Post-rebuttal Meta-Reviews
Meta-review # 1 (Primary)
- Please provide your assessment of the paper taking all information into account, including rebuttal. Highlight the key strengths and weaknesses of the paper, clarify how you reconciled contrasting review comments and scores, indicate if concerns were successfully addressed in the rebuttal, and provide a clear justification of your decision. If you disagree with some of the (meta)reviewer statements, you can indicate so in your meta-review. Please make sure that the authors, program chairs, and the public can understand the reason for your decision.
Even after rebuttal, there are mixed feelings towards this paper. The authors were able to clear up the issues raised by the reviewers, especially regarding comparison to SotA and statistical significance. Hence I recommend acceptance of this paper- even if one reviewer is still concerned with some limitations of the proposed method.
Meta-review #2
- Please provide your assessment of the paper taking all information into account, including rebuttal. Highlight the key strengths and weaknesses of the paper, clarify how you reconciled contrasting review comments and scores, indicate if concerns were successfully addressed in the rebuttal, and provide a clear justification of your decision. If you disagree with some of the (meta)reviewer statements, you can indicate so in your meta-review. Please make sure that the authors, program chairs, and the public can understand the reason for your decision.
The paper presents an interesting segmentation method. The authors addressed most of the concerns raised by the reviewers. However, the main weakness of the proposed framework, i.e., being limited to binary segmentation has not been addressed in a convincing manner. To this M.R, opinion an extension to multi-class segmentation could not be resolved in a straight-forward manner (by calculating the EC class by class) and would possibly require handling of conflicting, neighboring regions. The authors are encouraged to extend their work in this direction.
Meta-review #3
- Please provide your assessment of the paper taking all information into account, including rebuttal. Highlight the key strengths and weaknesses of the paper, clarify how you reconciled contrasting review comments and scores, indicate if concerns were successfully addressed in the rebuttal, and provide a clear justification of your decision. If you disagree with some of the (meta)reviewer statements, you can indicate so in your meta-review. Please make sure that the authors, program chairs, and the public can understand the reason for your decision.
The paper proposes a topologically valid segmentation by leveraging a multi-scale Euler characteristic. The reviews appreciate the task of proposing a topology-aware segmentation, an unsolved problem, but had concerns on its methodological correctness and missing evaluation with topology-aware methods.

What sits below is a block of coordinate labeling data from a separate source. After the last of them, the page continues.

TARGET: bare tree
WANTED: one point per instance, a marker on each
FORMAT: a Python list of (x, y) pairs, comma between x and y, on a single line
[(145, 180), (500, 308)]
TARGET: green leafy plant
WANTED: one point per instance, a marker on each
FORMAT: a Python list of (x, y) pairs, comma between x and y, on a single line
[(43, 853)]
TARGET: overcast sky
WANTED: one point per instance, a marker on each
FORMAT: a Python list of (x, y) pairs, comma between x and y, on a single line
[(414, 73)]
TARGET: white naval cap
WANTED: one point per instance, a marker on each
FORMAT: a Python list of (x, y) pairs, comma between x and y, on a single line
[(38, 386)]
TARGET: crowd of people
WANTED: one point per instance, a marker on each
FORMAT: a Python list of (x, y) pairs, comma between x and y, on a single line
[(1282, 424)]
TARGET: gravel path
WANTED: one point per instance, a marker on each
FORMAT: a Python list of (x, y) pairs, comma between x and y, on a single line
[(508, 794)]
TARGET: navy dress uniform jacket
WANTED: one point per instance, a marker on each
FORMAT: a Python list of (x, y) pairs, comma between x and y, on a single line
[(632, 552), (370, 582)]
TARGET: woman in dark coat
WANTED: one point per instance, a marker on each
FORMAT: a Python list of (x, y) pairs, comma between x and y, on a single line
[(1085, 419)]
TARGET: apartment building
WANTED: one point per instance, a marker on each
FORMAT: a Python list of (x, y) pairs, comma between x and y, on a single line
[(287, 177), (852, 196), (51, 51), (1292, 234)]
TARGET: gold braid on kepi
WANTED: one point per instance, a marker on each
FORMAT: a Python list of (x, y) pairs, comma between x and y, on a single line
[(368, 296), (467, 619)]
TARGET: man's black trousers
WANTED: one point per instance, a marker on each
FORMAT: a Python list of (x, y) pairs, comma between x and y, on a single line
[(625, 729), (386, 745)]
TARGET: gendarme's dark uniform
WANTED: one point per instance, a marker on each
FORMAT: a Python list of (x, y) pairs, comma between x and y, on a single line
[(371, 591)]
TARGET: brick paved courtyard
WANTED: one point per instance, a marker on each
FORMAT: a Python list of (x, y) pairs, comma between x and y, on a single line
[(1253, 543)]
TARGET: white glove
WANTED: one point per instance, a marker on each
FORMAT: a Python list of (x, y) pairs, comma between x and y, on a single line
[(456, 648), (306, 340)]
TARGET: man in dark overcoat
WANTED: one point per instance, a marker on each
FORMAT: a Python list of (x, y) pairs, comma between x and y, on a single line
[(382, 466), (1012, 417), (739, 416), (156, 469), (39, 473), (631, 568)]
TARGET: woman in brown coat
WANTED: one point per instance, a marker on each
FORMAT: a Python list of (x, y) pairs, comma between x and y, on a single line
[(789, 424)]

R4, upgrading to a strong accept may sound disproportionate since this decision is based on new results of a statistical significance, which should have been provided before the deadline for fairness with the other submissions. The rebuttal may also be considered insufficient in securing the topological correctness when stating that this is preserved by calculating the Euler characteristics in image patches rather than on images.
For all these reasons, and situating the work with respect to the other submissions, the recommendation is towards Rejection.